Bøtker H E, Sonne H S, Schmitz O, Nielsen T T
Department of Cardiology, Skejby Hospital, University Hospital in Aarhus, Denmark.
Am J Cardiol. 1998 Dec 1;82(11):1352-6. doi: 10.1016/s0002-9149(98)00640-7.
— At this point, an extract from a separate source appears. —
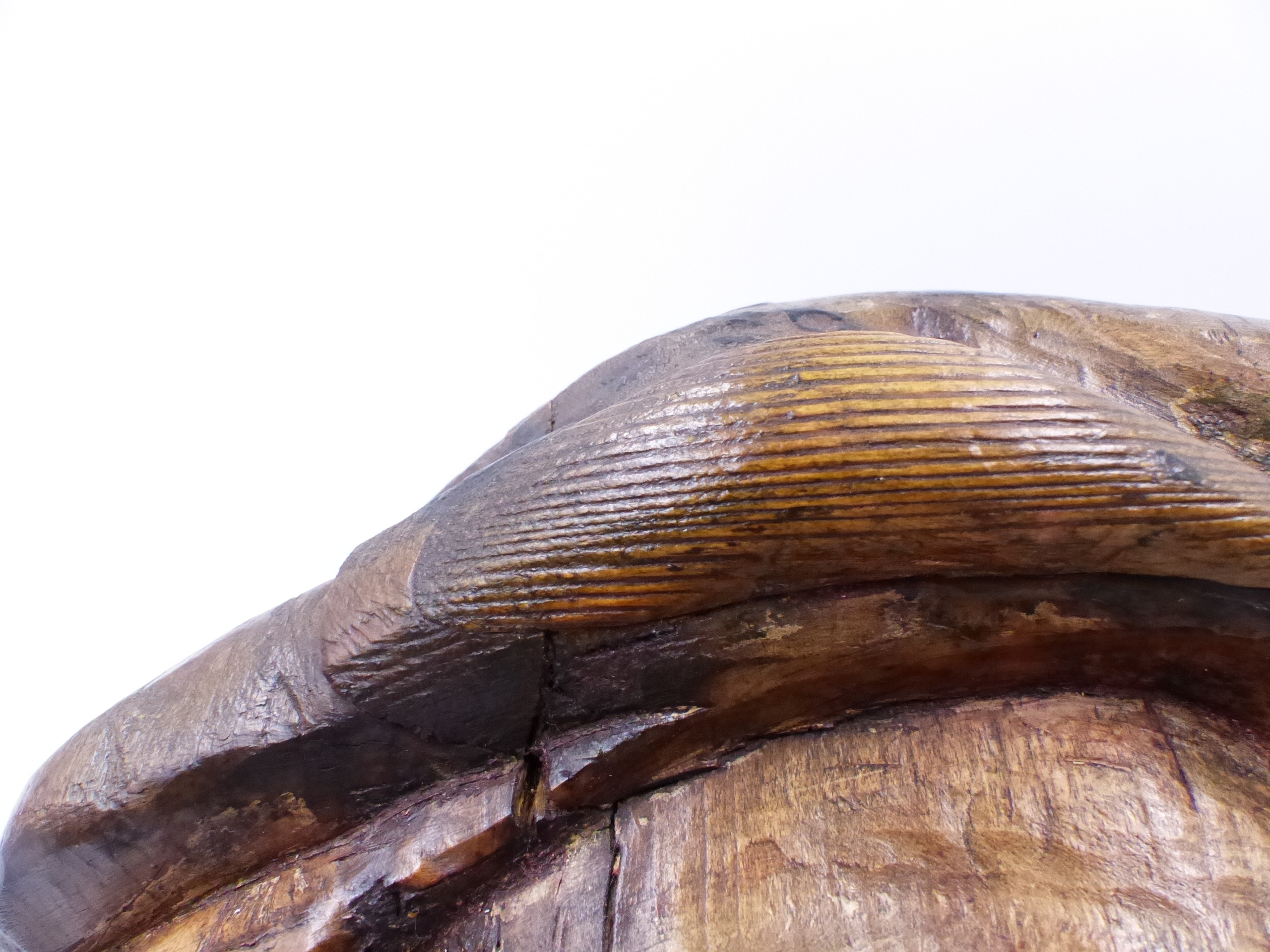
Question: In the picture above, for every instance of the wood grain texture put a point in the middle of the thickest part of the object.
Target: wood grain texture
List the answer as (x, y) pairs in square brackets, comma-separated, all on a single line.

A significant proportion of patients with cardiac syndrome X have impaired coronary vasodilator capacity, which is thought to be caused by an increased sympathetic drive. The alpha1-adrenoceptor blocker, doxazosin, increases the coronary vasodilator reserve in patients with syndrome X. To study whether the augmentation is associated with clinical improvement in patients, we conducted a double-blind, placebo controlled, crossover study with doxazosin 1 to 4 mg once daily for 10 weeks in 16 patients with syndrome X (14 women and 2 men; mean +/- SD age 56+/-5 years). Time to angina, exercise duration, time to 0.1 mV ST-segment depression, and maximal ST-segment depression during bicycle exercise testing were compared after treatment with doxazosin 2 mg or placebo for 5 weeks and again after treatment with doxazosin 4 mg or placebo for 10 weeks. Insulin sensitivity was assessed by the minimal model after 10 weeks of doxazosin or placebo treatment. Twelve patients completed the protocol. Doxazosin 4 mg/day decreased systolic blood pressure at rest (109+/-16 vs 125+/-18 mm Hg, p <0.05) and increased basal heart rate (85+/-9 vs 76+/-11 beats/min, p <0.05), whereas hemodynamics were unaffected during exercise. Time to angina, exercise duration, time to 0.1 mV ST-segment depression, and maximal ST-segment depression were similar during treatment with doxazosin and placebo irrespective of the doxazosin dose. Insulin sensitivity was not different with doxazosin and placebo. In conclusion, alpha1 blockade does not significantly improve exercise duration, angina pectoris, and ST-segment depression despite a favorable vasodilator effect in patients with syndrome X. The absent clinical efficacy of doxazosin may challenge the use of the coronary vasodilator capacity as an appropriate method to subclassify patients with syndrome X.
相当一部分心脏综合征X患者存在冠状动脉扩张能力受损的情况,这被认为是由交感神经驱动增加所致。α1肾上腺素能受体阻滞剂多沙唑嗪可增加综合征X患者的冠状动脉扩张储备。为研究这种增加是否与患者的临床改善相关,我们进行了一项双盲、安慰剂对照、交叉研究,对16例综合征X患者(14例女性和2例男性;平均±标准差年龄56±5岁)每日一次给予1至4毫克多沙唑嗪,持续10周。在分别接受2毫克多沙唑嗪或安慰剂治疗5周后以及接受4毫克多沙唑嗪或安慰剂治疗10周后,比较自行车运动试验期间的心绞痛发作时间、运动持续时间、出现0.1毫伏ST段压低的时间以及最大ST段压低情况。在多沙唑嗪或安慰剂治疗10周后,通过最小模型评估胰岛素敏感性。12例患者完成了研究方案。每日4毫克多沙唑嗪可降低静息收缩压(109±16比125±18毫米汞柱,p<0.05)并增加基础心率(85±9比76±11次/分钟,p<0.05),而运动期间血流动力学未受影响。无论多沙唑嗪剂量如何,在多沙唑嗪和安慰剂治疗期间,心绞痛发作时间、运动持续时间、出现0.1毫伏ST段压低的时间以及最大ST段压低情况均相似。多沙唑嗪和安慰剂治疗后的胰岛素敏感性无差异。总之,尽管α1受体阻滞对综合征X患者有良好的血管扩张作用,但并未显著改善运动持续时间、心绞痛和ST段压低情况。多沙唑嗪缺乏临床疗效可能会对将冠状动脉扩张能力作为综合征X患者亚分类的合适方法提出挑战。